最後にFRONTEOの今後の展望についてお伺いしました。

ーー遠隔での手術などの話がある中、これからの医療の分野では、どのようなAI(人工知能)を搭載した医療機器が実現されるのでしょうか。

山本氏:少子高齢化や医師の偏在、更にはコロナウイルス等のパンデミック対策などを背景に、場所や時間を選ばず、更には医療従事者に高度な知識や技術がなくとも簡単に使用することのできるAIを搭載した機器が開発されてくると思います。

また現在は治療を対象とした機器が市場の中核を占めていますが、AIの技術が進化するとともに、診断や予防などの分野での開発が進むと考えています。

ーー新型コロナウイルスの研究など、ライフサイエンスAIの分野では、今後どのような研究に取り組む予定ですか?

山本氏:医療機器の分野では、認知症診断支援システムや転倒転落予測システムをはじめ、主に精神神経疾患や高齢者層を中核とした研究・製品開発を進めていきます。

またドラッグディスカバリーの分野では、現行の創薬支援システムの改良をはじめ、ライフサイエンス領域での知見を活かしAIによるヒット化合物やリード化合物の特定等、より臨床開発に活かすことのできる開発を検討しています。

引用:https://www.fronteo.com/wp-content/uploads/2020/07/shareholdersmeeting17_slide.pdf

さいごに

ビジネス領域をはじめ、医療領域でもAIソリューションを提供するFRONTEOの動向を理解していただけたでしょうか。

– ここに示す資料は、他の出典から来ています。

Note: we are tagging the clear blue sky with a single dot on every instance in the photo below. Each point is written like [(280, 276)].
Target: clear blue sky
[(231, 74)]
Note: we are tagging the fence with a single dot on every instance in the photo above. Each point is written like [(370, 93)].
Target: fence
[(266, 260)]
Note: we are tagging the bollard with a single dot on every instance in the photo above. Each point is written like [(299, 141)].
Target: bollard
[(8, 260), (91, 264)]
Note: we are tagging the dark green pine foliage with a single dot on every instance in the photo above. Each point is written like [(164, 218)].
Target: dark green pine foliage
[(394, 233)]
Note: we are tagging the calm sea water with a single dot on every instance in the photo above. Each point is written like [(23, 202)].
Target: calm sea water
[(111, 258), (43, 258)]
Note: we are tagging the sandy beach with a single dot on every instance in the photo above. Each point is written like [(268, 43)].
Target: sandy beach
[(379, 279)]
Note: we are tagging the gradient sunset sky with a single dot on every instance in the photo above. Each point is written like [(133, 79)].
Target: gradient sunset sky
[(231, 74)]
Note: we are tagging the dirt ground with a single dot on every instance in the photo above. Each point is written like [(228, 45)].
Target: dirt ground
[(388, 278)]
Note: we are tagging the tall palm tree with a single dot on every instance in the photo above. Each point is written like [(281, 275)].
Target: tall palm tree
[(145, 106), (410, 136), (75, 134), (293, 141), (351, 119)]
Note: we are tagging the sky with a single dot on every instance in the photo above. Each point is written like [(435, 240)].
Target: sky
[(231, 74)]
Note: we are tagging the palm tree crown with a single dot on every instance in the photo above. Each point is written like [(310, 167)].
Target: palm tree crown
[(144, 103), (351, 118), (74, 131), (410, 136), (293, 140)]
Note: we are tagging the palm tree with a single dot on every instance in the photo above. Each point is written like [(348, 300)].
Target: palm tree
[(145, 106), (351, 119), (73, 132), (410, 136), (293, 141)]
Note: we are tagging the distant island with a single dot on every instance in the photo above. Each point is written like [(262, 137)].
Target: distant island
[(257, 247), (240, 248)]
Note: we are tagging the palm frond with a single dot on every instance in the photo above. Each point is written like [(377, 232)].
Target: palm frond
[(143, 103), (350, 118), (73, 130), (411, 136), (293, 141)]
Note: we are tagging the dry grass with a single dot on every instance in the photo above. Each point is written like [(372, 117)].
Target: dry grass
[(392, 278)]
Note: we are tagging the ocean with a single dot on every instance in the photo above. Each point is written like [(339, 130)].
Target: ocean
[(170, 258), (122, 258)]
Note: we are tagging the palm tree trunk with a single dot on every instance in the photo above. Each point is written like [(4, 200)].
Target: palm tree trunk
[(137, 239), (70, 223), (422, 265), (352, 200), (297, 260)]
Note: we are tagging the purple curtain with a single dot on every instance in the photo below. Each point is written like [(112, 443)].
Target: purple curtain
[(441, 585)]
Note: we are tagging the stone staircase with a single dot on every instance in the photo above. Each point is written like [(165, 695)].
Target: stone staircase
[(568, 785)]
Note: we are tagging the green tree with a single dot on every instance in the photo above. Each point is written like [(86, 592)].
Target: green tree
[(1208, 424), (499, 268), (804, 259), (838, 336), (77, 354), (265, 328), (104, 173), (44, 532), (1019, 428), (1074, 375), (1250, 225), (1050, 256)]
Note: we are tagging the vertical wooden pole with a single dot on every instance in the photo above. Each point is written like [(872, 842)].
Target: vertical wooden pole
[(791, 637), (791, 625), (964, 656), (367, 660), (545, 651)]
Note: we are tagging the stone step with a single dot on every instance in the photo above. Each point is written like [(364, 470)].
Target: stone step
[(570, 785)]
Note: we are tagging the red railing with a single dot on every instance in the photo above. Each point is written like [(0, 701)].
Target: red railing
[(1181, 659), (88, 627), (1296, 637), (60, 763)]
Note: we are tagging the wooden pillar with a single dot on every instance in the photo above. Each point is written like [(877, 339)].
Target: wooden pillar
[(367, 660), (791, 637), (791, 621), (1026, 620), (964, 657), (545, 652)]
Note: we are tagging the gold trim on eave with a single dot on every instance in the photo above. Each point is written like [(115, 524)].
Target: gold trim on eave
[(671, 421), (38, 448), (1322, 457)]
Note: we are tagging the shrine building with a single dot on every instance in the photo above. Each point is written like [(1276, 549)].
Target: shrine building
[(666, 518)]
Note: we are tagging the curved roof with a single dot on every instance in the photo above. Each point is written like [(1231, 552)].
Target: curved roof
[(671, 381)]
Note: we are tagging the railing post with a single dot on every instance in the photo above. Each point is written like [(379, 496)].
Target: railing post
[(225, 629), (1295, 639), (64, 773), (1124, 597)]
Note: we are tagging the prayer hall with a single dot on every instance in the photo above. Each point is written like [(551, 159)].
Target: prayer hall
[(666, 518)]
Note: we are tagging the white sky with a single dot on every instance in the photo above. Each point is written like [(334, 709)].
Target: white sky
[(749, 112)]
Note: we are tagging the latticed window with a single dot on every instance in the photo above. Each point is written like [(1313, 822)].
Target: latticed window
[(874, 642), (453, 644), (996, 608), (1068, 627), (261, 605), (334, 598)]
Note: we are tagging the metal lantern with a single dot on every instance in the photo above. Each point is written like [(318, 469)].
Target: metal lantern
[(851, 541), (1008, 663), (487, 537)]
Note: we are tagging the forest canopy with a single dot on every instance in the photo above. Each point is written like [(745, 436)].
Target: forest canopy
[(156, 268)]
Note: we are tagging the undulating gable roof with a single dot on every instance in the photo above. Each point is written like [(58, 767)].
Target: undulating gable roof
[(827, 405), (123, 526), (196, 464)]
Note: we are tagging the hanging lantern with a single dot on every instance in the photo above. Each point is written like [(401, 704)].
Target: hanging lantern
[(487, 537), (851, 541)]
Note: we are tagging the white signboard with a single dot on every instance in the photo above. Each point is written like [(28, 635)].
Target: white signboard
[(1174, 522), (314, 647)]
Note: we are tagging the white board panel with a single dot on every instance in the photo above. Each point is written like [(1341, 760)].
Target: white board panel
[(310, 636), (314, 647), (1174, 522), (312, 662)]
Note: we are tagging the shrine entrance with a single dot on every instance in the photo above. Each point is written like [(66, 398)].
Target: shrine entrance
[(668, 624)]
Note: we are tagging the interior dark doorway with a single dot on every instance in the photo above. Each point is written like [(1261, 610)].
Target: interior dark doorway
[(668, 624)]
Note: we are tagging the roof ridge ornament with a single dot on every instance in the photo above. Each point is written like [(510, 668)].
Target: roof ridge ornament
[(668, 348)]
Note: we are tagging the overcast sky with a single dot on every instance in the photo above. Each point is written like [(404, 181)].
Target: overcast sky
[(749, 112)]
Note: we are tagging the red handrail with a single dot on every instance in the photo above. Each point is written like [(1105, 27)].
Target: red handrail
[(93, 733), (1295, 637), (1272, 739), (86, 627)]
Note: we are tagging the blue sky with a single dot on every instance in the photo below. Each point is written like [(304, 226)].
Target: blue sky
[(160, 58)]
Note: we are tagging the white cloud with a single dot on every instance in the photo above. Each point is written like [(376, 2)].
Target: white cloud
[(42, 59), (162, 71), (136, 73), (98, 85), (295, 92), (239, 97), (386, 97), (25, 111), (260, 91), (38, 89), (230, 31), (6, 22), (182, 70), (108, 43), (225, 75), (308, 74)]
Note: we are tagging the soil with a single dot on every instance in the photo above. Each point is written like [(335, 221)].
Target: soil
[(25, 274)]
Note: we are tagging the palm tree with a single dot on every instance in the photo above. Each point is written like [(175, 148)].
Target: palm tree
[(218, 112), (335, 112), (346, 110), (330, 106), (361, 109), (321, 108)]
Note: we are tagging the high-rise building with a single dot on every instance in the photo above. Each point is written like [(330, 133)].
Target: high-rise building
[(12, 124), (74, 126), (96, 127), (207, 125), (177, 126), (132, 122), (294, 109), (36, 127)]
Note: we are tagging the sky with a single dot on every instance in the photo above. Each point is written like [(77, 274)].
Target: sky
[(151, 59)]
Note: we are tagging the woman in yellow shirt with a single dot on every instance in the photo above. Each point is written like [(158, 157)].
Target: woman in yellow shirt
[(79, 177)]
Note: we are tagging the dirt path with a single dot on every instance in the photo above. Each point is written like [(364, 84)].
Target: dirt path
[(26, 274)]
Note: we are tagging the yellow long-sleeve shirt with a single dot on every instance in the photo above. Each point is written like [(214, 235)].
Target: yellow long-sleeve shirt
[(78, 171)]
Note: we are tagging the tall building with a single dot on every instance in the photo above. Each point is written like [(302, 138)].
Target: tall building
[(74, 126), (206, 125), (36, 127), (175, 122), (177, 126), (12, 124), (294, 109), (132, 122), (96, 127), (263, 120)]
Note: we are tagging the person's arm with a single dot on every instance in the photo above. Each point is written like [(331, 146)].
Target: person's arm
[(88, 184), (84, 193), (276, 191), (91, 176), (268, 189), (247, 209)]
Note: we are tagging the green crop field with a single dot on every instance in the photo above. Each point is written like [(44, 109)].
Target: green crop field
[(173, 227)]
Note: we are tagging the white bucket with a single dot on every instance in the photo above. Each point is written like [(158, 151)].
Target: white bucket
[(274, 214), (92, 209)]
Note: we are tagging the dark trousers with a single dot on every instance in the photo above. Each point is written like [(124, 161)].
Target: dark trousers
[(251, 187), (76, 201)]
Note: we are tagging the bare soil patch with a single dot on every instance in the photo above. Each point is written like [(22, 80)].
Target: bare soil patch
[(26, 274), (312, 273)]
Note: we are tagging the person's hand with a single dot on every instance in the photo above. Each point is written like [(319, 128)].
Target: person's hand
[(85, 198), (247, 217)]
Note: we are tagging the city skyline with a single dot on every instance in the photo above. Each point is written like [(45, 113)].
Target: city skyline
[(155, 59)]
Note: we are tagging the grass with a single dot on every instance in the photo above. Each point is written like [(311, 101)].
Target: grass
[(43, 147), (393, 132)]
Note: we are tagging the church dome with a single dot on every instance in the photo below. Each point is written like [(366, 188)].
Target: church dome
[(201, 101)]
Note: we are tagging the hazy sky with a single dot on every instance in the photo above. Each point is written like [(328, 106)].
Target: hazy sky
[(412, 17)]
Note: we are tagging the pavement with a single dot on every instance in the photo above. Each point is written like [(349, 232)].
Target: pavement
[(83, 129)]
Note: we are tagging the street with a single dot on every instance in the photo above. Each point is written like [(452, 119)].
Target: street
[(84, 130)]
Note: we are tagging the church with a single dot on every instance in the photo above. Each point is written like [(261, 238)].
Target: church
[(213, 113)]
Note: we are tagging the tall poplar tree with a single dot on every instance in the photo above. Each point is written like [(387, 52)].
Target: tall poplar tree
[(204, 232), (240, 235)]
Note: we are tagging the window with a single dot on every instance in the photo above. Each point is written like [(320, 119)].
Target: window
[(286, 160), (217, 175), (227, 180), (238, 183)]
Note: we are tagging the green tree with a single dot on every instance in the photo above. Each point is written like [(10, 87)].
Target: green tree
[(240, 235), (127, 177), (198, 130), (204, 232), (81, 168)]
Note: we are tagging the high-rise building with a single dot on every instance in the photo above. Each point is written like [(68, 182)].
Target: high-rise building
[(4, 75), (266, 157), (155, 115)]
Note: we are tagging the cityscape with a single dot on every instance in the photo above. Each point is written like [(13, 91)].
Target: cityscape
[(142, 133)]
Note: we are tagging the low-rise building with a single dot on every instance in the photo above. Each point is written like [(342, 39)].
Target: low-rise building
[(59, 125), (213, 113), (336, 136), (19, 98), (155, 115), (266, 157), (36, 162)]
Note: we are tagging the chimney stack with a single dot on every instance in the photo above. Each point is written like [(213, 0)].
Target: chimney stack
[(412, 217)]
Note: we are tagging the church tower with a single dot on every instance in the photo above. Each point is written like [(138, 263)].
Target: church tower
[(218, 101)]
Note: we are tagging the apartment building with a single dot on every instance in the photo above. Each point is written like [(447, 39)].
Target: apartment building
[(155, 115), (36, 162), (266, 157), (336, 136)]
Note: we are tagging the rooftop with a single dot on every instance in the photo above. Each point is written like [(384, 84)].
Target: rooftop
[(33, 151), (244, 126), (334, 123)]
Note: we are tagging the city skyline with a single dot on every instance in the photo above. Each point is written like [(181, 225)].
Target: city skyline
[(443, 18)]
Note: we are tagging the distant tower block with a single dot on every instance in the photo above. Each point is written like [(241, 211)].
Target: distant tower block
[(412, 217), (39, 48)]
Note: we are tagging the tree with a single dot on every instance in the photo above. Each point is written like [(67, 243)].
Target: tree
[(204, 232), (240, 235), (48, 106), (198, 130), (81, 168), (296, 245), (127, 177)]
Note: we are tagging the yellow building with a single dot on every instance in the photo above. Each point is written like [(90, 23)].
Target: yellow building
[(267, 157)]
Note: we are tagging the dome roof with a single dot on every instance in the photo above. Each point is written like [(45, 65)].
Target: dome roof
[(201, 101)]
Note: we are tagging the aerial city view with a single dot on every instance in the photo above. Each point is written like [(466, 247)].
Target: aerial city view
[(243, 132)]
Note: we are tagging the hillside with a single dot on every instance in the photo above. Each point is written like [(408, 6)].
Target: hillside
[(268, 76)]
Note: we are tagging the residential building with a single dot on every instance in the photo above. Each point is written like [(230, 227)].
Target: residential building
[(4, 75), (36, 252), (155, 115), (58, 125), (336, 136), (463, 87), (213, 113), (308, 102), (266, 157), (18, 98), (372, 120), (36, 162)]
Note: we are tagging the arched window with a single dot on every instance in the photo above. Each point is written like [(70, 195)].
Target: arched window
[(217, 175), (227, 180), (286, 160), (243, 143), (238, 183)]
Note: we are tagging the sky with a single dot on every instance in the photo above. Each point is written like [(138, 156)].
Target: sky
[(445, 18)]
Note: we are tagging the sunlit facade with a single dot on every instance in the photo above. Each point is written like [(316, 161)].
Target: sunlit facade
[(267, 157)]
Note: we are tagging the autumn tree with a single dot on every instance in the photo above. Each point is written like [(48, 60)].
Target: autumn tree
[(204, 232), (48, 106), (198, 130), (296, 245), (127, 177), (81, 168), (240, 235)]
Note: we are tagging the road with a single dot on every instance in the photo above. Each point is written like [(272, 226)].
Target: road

“言語処理”という切り口で、国際訴訟や、金融、営業支援などと多様なプロダクト・ソリューションを開発しています。

AI(人工知能)を活用することで、作業を効率化できることばかりに注目してしまいそうですが、私たちの身の安全も守ってくれているのですね。

医療分野の創薬研究は、特に興味深い内容でした。

新型コロナウイルスは既知のウイルスと一致しないため、予防薬を開発するまでに時間を要しています。

ですが、AI(人工知能)を活用して創薬研究を効率化することで、開発までの時間を何十時間もカットできることが期待できます。

今後も創薬研究を進めるFRONTEOの動向から目が離せません。